Elevidys is the first gene therapy to be launched in Japan for Duchenne muscular dystrophy (DMD). In Japan, ELEVIDYS is available for ambulatory individuals with Duchenne ages 3-to less than 8-years-old, a deletion of any portion or the entirety of exon 8 and/or exon 9 in the DMD gene, and who are negative for anti-AAVrh74 antibodies.

“The commercial launch of ELEVIDYS in Japan marks an important step in expanding access to this therapy, where early intervention may offer the greatest opportunity to preserve muscle function,” said Louise Rodino-Klapac‑, Ph.D., president of research & development and technical operations, Sarepta. “We are delighted that ELEVIDYS is now available to eligible patients in Japan and remain focused on advancing rigorous science and generating long-term clinical and real-world evidence to help inform care for the Duchenne community worldwide.”

Chugai announced that ELEVIDYS has been launched in Japan following reimbursement listing, enabling access for eligible patients under the conditional and time limited approval granted by Japan’s Ministry of Health, Labour and Welfare (MHLW) in May 2025. Chugai will be responsible for postmarketing clinical studies and all case postmarketing surveillance in Japan as part of the Roche Group collaboration to further evaluate long-term efficacy and safety.

The approval in Japan was based on efficacy and safety data from the ELEVIDYS clinical development program, including results from the global Phase 3 EMBARK study. EMBARK evaluated ELEVIDYS in ambulatory boys with DMD and demonstrated clinically meaningful improvements in key motor function measures. Longer term follow-up data have shown sustained functional efficacy over time and slower disease progression compared to external control, with no new treatment-related safety signals observed in ambulatory patients. Two-year EMBARK results were published in Neurology & Therapy in January, and three-year results will be shared at an upcoming medical congress. To date, ELEVIDYS has been administered to over 1,200 patients globally in clinical and real-world settings.

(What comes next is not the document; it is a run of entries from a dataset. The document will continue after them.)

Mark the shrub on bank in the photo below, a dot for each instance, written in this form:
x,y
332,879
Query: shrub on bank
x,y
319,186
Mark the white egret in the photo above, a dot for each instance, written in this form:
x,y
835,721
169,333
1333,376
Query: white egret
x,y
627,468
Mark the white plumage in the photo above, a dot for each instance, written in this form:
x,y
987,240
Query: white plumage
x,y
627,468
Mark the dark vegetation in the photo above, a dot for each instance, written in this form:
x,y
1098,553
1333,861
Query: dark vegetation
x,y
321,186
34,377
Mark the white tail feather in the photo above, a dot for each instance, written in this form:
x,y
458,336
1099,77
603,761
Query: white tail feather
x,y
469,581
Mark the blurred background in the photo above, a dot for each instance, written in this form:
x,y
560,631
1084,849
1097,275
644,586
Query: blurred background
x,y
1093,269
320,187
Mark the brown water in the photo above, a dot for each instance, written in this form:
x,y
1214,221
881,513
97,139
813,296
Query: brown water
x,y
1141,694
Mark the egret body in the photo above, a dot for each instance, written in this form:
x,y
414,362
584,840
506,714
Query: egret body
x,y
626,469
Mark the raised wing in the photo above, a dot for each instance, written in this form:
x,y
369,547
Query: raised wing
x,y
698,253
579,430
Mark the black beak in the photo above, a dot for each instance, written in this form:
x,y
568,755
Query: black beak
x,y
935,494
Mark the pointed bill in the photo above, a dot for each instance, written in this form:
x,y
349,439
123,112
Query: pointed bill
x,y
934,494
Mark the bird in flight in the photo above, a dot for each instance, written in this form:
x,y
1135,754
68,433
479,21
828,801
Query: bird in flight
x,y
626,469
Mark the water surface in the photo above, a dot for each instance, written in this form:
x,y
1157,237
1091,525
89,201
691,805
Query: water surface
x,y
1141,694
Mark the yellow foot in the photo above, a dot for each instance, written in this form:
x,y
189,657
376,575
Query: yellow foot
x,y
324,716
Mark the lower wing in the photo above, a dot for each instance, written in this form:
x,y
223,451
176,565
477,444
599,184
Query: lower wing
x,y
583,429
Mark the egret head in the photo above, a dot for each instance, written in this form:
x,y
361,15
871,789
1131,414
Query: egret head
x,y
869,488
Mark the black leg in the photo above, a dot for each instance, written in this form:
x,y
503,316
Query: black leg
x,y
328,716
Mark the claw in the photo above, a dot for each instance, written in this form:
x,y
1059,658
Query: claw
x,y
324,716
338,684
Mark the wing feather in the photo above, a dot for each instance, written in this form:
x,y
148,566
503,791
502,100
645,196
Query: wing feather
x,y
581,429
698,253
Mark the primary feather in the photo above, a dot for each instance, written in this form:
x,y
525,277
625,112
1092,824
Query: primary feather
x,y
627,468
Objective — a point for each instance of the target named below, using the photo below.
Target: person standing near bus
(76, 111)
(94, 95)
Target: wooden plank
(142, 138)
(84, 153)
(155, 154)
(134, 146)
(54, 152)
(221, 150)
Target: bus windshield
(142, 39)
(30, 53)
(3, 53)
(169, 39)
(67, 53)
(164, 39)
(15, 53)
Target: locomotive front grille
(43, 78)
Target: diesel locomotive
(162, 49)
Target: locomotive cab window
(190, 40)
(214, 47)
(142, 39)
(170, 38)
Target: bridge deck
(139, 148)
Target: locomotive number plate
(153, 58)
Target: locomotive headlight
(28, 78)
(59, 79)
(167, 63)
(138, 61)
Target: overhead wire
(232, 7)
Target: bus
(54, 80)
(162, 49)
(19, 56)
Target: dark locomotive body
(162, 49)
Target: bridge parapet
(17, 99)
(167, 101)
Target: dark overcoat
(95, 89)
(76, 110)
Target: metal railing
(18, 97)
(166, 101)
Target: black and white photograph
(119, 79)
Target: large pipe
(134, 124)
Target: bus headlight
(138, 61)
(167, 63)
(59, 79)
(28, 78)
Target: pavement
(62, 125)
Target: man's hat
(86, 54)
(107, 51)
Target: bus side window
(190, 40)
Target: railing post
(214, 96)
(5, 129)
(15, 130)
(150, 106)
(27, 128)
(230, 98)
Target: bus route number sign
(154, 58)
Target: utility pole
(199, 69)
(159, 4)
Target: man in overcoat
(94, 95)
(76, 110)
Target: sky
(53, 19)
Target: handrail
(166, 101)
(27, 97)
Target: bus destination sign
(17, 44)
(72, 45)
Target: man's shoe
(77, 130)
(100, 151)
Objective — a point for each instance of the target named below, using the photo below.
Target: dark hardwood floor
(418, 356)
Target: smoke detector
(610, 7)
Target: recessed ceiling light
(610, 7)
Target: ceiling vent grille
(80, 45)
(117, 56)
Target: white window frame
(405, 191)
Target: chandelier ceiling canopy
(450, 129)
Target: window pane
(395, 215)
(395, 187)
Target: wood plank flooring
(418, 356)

As part of a collaboration agreement signed in 2019, Sarepta is working with Roche to transform the future for the Duchenne community, with the goal of enabling those living with the disease to maintain and protect their muscle function. Sarepta is responsible for regulatory approval and commercialization of ELEVIDYS in the U.S., as well as manufacturing. Roche is responsible for regulatory approvals and commercialization in territories outside the U.S. Commercialization of ELEVIDYS in Japan is through Chugai Pharmaceuticals, a member of the Roche Group.

Under Sarepta’s collaboration agreement with Roche, the first commercial sale of ELEVIDYS in Japan will trigger a $40 million milestone payment to Sarepta.